Yes. I think that makes it easier to compare.

I am not expert in wing but I will use same area with a ratio of 2 to 3 ( between low and high ) if that was the question …
Usually aspect goes from 3,5 to 9 …

Just a suggestion, you can use this online wing design software to play with different parameters and see how it affect the aspect ratio with the wing metrics option enabled:

Hi Olivia

Sounds like an interesting experiment.

Here is a reference for the effect of aspect ratio on the coefficient of lift, it also provides some explanation.
https://www.grc.nasa.gov/www/k-12/airplane/downwash.html

If we take a NACA 2412 airfoil at 5 degree angle of attack this gives a coefficient of lift of ~0.8. An then if we take a AR of 2 and 8, we can see this would generate a difference in lift of 22%, which would hopefully be measurable.

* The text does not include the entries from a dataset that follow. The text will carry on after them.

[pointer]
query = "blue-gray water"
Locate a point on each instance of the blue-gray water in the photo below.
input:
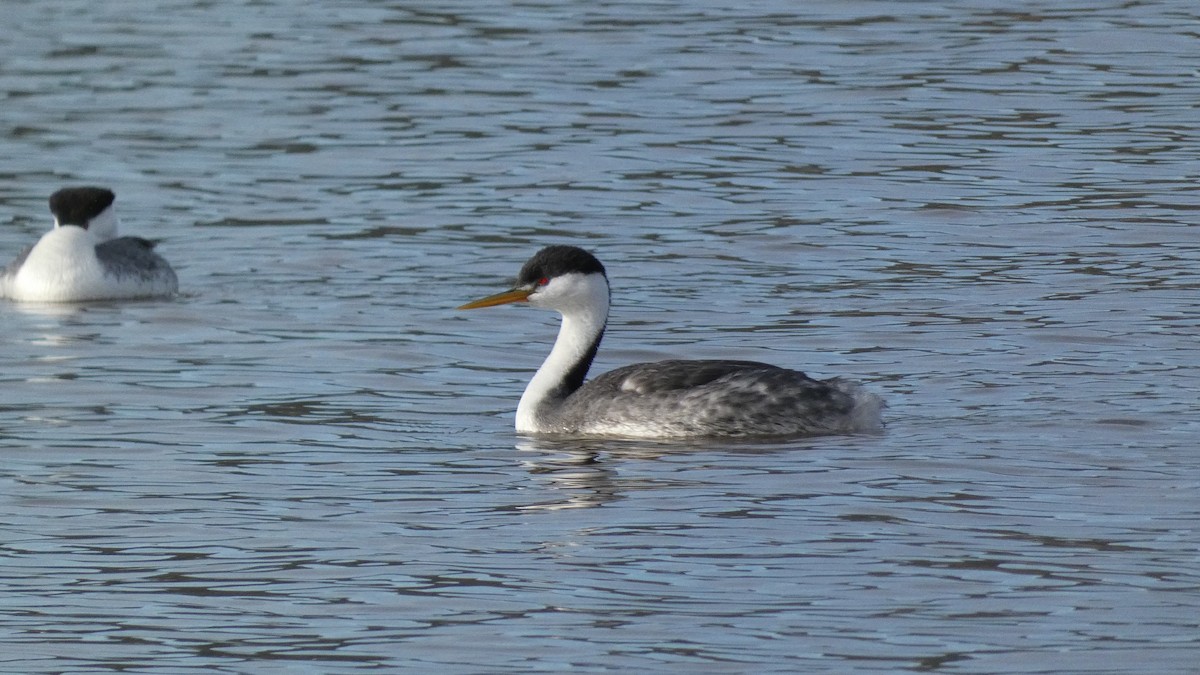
(305, 463)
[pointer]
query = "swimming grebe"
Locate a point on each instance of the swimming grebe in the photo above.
(670, 399)
(83, 258)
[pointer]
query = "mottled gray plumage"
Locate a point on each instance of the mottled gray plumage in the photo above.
(127, 257)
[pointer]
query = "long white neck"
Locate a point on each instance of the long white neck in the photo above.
(564, 369)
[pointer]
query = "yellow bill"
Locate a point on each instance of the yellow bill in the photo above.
(514, 296)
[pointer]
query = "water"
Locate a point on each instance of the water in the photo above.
(305, 464)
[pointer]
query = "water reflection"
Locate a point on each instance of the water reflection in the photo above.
(307, 458)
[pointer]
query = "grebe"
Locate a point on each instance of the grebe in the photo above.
(83, 258)
(671, 399)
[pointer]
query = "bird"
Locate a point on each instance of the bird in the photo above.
(669, 399)
(82, 258)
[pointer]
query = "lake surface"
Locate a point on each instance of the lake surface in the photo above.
(306, 461)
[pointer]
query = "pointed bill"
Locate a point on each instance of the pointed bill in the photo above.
(514, 296)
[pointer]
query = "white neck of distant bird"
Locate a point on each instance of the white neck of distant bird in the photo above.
(103, 227)
(583, 322)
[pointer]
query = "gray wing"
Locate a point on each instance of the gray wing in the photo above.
(673, 376)
(715, 396)
(132, 256)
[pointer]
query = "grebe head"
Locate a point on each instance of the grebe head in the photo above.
(567, 279)
(89, 208)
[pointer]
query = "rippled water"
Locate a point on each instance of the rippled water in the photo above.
(306, 461)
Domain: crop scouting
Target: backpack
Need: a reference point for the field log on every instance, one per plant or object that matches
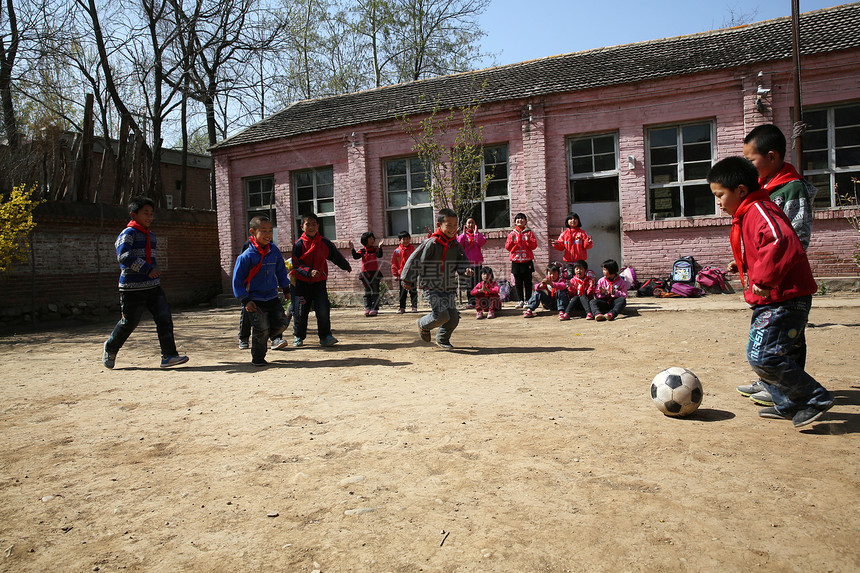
(684, 271)
(686, 290)
(712, 278)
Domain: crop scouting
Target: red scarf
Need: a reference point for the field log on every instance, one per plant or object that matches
(785, 175)
(735, 237)
(263, 252)
(138, 227)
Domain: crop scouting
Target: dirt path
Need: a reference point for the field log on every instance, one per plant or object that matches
(533, 447)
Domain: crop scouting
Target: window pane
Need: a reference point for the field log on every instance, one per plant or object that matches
(595, 190)
(665, 203)
(698, 200)
(663, 137)
(498, 214)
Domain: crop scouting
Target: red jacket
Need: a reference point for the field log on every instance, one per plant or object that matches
(521, 245)
(773, 256)
(398, 259)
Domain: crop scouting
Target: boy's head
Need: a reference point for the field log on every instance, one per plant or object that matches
(610, 268)
(260, 227)
(141, 210)
(732, 179)
(310, 224)
(446, 221)
(765, 147)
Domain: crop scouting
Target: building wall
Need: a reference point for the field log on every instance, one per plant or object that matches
(536, 132)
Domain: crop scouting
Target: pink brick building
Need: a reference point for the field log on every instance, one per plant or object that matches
(624, 136)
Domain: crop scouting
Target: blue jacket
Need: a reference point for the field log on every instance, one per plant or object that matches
(264, 285)
(131, 254)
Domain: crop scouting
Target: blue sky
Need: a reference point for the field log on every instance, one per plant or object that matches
(527, 29)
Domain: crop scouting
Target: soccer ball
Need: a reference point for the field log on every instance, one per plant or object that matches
(676, 391)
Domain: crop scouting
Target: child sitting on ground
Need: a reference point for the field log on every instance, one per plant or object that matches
(370, 275)
(257, 275)
(398, 260)
(551, 292)
(580, 290)
(486, 294)
(610, 297)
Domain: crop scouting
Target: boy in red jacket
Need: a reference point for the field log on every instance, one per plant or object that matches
(778, 286)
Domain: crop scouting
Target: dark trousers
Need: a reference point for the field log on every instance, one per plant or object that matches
(309, 295)
(133, 303)
(371, 281)
(269, 321)
(413, 295)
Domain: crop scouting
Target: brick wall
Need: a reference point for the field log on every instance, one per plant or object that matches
(75, 260)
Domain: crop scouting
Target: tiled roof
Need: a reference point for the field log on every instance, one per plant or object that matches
(826, 30)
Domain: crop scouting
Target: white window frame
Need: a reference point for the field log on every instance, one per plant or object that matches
(680, 182)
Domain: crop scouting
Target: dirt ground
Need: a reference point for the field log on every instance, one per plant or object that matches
(532, 447)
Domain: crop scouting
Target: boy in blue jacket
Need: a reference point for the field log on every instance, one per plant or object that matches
(258, 273)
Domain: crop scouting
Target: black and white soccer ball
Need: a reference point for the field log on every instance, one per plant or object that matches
(676, 391)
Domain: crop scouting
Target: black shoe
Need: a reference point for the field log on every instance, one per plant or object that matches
(808, 415)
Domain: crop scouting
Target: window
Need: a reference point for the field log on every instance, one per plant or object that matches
(494, 212)
(260, 200)
(831, 153)
(679, 158)
(407, 202)
(592, 164)
(314, 193)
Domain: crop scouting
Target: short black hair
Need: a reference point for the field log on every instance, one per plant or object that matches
(611, 265)
(257, 221)
(767, 137)
(444, 214)
(136, 203)
(732, 172)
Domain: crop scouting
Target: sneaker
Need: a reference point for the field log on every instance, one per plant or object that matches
(108, 358)
(173, 361)
(771, 414)
(808, 415)
(328, 341)
(748, 390)
(762, 398)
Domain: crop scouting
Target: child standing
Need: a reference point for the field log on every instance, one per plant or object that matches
(370, 275)
(435, 263)
(398, 259)
(140, 286)
(574, 242)
(610, 297)
(580, 289)
(472, 241)
(551, 292)
(486, 294)
(310, 255)
(258, 273)
(778, 286)
(521, 244)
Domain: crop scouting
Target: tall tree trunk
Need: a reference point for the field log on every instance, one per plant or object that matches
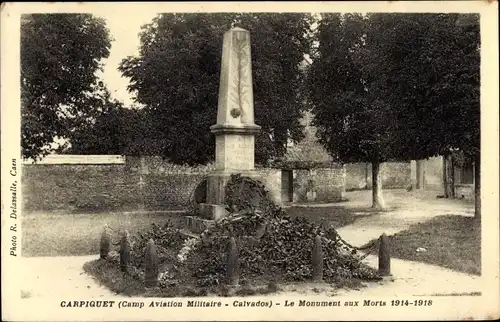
(377, 198)
(420, 174)
(448, 174)
(477, 186)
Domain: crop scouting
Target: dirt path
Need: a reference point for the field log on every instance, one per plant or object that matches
(405, 209)
(64, 276)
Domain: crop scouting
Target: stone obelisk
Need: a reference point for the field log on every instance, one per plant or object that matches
(235, 129)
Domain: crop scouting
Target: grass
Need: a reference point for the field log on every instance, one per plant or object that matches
(109, 275)
(334, 216)
(79, 234)
(450, 241)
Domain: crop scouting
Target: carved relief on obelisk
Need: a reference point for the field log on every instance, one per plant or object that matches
(235, 129)
(236, 89)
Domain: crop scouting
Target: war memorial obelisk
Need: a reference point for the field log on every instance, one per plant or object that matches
(235, 129)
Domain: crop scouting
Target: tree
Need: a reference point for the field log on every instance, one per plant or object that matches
(352, 120)
(397, 86)
(60, 54)
(434, 65)
(176, 76)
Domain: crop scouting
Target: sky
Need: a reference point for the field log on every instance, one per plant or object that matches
(125, 30)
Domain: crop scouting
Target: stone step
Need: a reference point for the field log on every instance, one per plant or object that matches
(195, 224)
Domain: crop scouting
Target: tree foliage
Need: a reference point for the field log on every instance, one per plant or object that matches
(396, 86)
(176, 76)
(60, 55)
(431, 68)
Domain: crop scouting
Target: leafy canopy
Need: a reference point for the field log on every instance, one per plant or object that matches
(176, 76)
(60, 55)
(396, 86)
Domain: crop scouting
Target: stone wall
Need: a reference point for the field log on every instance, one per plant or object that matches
(85, 184)
(320, 185)
(132, 185)
(395, 175)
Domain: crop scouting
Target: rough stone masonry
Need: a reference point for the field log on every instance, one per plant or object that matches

The equation of lift is as follows:
L = C_L / 2 * A * rho * v^2
Where

• L is lift
• C_L is the coefficient of lift
• A is the planform area
• rho is the density
• v is the velocity

So for your experiment to be successful you’ll need to ensure

1. You can accurately measure lift
2. You control the other variables such as planform area and velocity

What is your experimental setup out of interest? And how do you plan to measure the lift force?